At least one study seems to confirm that. Earlier this year, John Cook — a George Mason University researcher whose previous work showed a 97% scientific consensus on climate change — published a paper that found that providing climate change skeptics and scientists equal voices lowered people's perception that there was a consensus.
"I found that presenting climate change as a debate decreased acceptance of climate change," Cook explained to BuzzFeed News in an email. "It lowered people's perception of scientific consensus."
Cook added that he is "disturbed that this denialist strategy is getting institutional support."
Advocacy groups that work on climate change were similarly against the idea of holding a televised climate change debate.
Brett Hartl, a spokesperson for the Center for Biological Diversity, called the idea of a public, televised debate on climate change "destructive." Hartl referred to the proposed discussion as a "fake debate" that marginalized actual scientific discourse.

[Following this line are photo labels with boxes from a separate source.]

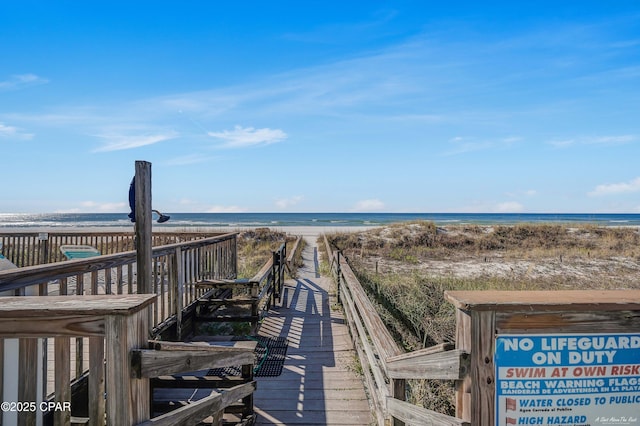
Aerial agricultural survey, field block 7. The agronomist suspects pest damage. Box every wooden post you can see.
[135,161,152,294]
[105,309,151,425]
[336,250,342,303]
[456,309,471,422]
[174,247,184,340]
[391,379,407,426]
[18,338,39,426]
[53,337,71,425]
[89,337,105,426]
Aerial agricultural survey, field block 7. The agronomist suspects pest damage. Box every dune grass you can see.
[328,222,640,415]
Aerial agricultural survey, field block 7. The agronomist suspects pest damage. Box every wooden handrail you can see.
[324,236,470,426]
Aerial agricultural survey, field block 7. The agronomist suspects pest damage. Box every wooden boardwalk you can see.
[254,238,374,426]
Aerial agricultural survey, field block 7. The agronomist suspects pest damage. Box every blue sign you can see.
[494,333,640,426]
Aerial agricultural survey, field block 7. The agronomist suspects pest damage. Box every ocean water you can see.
[0,213,640,231]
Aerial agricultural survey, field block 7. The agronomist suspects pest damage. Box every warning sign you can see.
[494,334,640,426]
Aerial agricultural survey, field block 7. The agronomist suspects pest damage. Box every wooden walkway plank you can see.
[254,238,374,426]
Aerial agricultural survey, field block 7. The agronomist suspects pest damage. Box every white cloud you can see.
[0,123,33,139]
[494,201,524,213]
[205,206,247,213]
[94,132,178,152]
[0,74,49,91]
[207,126,287,148]
[165,154,216,166]
[547,135,638,148]
[351,198,384,212]
[589,177,640,196]
[276,195,304,209]
[56,201,129,213]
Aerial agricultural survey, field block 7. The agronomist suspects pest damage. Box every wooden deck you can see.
[254,238,374,425]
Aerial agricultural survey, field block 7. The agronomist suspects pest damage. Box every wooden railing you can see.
[324,237,470,426]
[0,233,237,424]
[0,233,301,424]
[196,238,302,335]
[0,231,228,267]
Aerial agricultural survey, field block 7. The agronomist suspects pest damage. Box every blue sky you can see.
[0,0,640,213]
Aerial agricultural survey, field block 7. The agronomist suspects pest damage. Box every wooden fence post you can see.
[135,161,152,294]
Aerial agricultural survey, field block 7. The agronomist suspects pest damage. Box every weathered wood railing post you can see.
[135,161,152,294]
[336,250,342,303]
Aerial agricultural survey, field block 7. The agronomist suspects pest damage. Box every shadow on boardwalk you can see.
[254,241,372,425]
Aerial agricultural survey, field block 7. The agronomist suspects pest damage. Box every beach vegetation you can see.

"This is going to tarnish the EPA's legacy for decades to come," he said.
Kimiko Martinez, a spokesperson for the Natural Resources Defense Council, told BuzzFeed News that the "science is clear," and that Pruitt's proposal "isn’t about scientific debate. It’s bad policy in search of excuses."
"The public isn’t buying Trump’s retreat from climate progress," she added, "and it won’t buy into this cheap charade."
Linda Duguay directs multiple environmental programs at the University of Southern California. An earlier version of this post misstated the university.